David Freyne’s new horror film, The Cured, delivers an entirely new interpretation of what it means to be a zombie, one that just might make it one of the scariest we’ve ever seen.
Several years after a virus transformed people all over the world into cannibalistic monsters, a cure can turn most of the infected back into “regular” humans. The film follows Senan Browne (Sam Keeley) as one of the cured struggling to readjust to human life in Dublin, Ireland.
Rather than mindless zombie hordes unleashing wanton destruction, Freyne’s infected endure a deeply traumatic experience. People essentially become trapped in their own minds. So when the cure does come and they try to resume “normal” lives, they have to live with the memories and guilt of what they did.
“More unique than the idea of the cure itself is that recollection,” Freyne explained to Inverse recently. “They remember everything they did as if seeing through trapped eyes.”
So the film’s fundamental questions then become about identity amidst the horror: “You might not have been in control,” Freyne said, “but if you have the memory of killing, maiming, and slaughtering, how can you really come back from that?”
This analysis is also on full display in The Cured’s short prequel film, The First Wave, in which we see the story of the very first infected person to get the cure, named Abbie.
During a flashback to her time as an infected, Abbie seems to recognize herself in a mirror and reacts with curiosity, much like a rabid wolf might if presented with its reflection. But the illusion is shattered when she hears a little girl whimper behind her. Abbie shrieks with rage she can’t contain, and the shot fades to black. The whole thing is presented as a memory that emerges while Abbie’s recuperating: “The idea is that it would come back as flashes at first, but it is strong recollection,” Freyne explained.

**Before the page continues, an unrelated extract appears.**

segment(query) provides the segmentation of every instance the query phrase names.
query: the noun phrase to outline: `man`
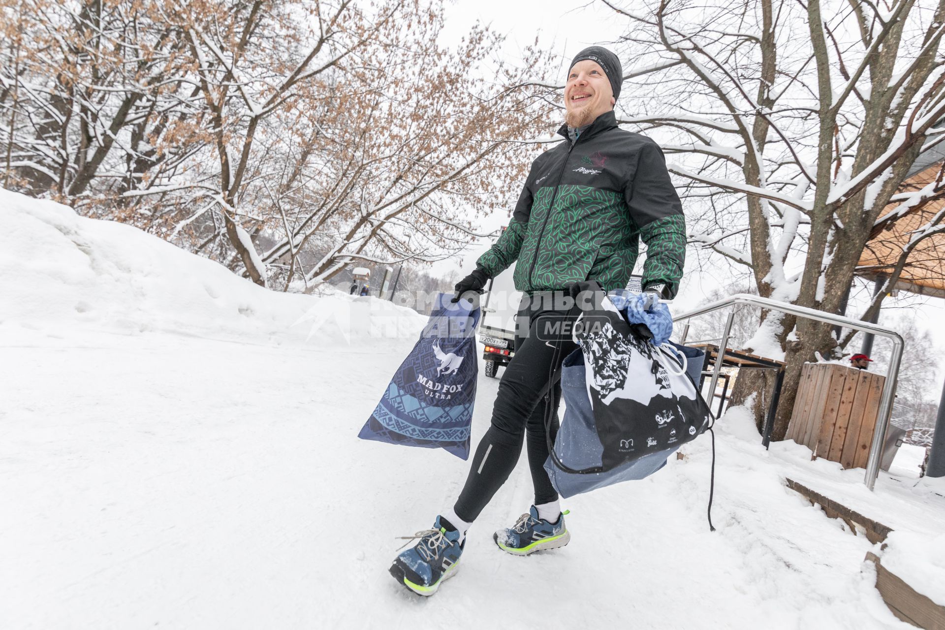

What’s truly compelling about The Cured is its exploration of identity amidst the infection. What was Senan like before he was infected? How did that inform the behavior of his zombie self? And what does that all mean for his life as one of the cured? What might you the viewer be like under these circumstances?
“There’s a higher intelligence happening with the infected with a sense of hierarchy with alphas and betas,” Freyne explained. That dynamic plays out in what we see of Senan and how he interacts with Tom Vaughan-Lawlor’s Conor in both the past and present.
In the world of The Cured, the general public doesn’t understand how much people remember from their time spent as infected. But that doesn’t stop most people from marginalizing them out of fear and grief. That’s where the story gets political in nature.
Senan moves in with his sister-in-law Abbie (Ellen Page), a journalist trying to document the reintegration of the titular cured. Her own husband seemingly died in the initial outbreak. But Senan also gets pressure from Conor, a politically-minded man that’s also among the cured. He assumed the role of alpha while still infected and as a cured, he’s a politically aggressive leader that rallies others to fight against marginalization.
What could his radicalism do to an already fragile society?
That’s where the film’s drama truly starts, and it’s the exploration of identity amidst societal crisis that gives this zombie a heart unlike anything we’ve really seen before in this subgenre of horror.
The Cured will be released in theaters and VOD February 23, 2018.